Demikianlah, sebelum berangkat saya pamitan dengan sanak famili dan handai tolan; tetangga dekat dan tetangga jauh; bako-bajo dan orang-orang kenalan tak ketinggalan. Setiap handai tolan yang saya pamiti biasanya menyelibkan uang beli es di jalan. Rata-rata Rp. 5000,-per orang. Lumayanlah untuk penambah uang jajan. Bayangkan, ongkos ke Jakarta atau Bandung masih sekitar Rp. 25.000,- atau Rp. 30.000,-an. Itulah gunanya bersilaturrahmi, melapangkan rezeki.
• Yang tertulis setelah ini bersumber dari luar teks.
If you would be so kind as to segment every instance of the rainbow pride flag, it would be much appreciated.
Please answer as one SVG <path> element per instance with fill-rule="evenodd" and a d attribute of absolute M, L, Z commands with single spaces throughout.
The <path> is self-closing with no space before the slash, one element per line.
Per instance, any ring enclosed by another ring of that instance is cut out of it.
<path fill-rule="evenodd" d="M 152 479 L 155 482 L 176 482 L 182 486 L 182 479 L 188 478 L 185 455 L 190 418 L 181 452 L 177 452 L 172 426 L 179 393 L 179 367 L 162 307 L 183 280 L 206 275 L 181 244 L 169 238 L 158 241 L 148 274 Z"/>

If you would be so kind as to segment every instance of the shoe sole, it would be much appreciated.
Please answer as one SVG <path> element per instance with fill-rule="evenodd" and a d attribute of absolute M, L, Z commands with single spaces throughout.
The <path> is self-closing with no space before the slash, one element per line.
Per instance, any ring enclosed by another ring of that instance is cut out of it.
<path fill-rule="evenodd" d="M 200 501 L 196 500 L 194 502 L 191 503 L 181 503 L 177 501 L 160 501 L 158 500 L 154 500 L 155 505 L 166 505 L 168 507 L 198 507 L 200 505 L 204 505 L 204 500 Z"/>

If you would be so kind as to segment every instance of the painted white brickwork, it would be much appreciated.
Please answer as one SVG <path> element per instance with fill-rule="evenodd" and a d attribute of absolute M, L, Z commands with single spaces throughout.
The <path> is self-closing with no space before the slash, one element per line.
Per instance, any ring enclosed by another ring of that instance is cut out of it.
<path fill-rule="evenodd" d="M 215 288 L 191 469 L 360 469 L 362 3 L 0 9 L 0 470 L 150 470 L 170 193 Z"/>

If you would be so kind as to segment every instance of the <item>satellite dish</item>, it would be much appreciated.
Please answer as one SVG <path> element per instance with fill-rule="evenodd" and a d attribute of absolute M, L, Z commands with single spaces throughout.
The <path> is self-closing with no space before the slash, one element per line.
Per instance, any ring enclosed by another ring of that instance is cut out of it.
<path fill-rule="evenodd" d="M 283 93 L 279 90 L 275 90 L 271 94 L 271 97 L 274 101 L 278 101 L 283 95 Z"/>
Adalah seorang bapak, saya memanggilnya Pak Adang, suami salah seorang bako saya di kampung. Beliau seorang guru agama, mengajar di sebuah MTs Negeri. Waktu saya berpamitan dengan beliau menitipkan bekal. Bukan hanya uang beli es tetapi mantera-mantera untuk jaga-jaga di perantauan. Maklum, laut sakti rantau bertuah. Lain Lubuk lain ikannya, lain padang lain ilalangnya. Beliau berpesan, jika ke rantau harus ada bekal. Jangan hanya bawa perut kosong. Maksudnya, bukan makanan melainkan mantera-mantera atau ilmu bela diri. Jika hari hujan ini baca supaya tidak kena hujan. Jika naik bis supaya tidak tampak kita oleh kenek ini baca. Pokoknya adalah beberapa mantera yang diajarkannya sebagai bekal di rantau orang. Umumnya berupa potongan ayat al-Quran. Akhirnya, saya sampai juga di tanah Jawa. Mula-mula saya mampir di Bandung menemui Mak Tuo. Dari Bandung baru saya ke Solo, kampungnya Jokowi.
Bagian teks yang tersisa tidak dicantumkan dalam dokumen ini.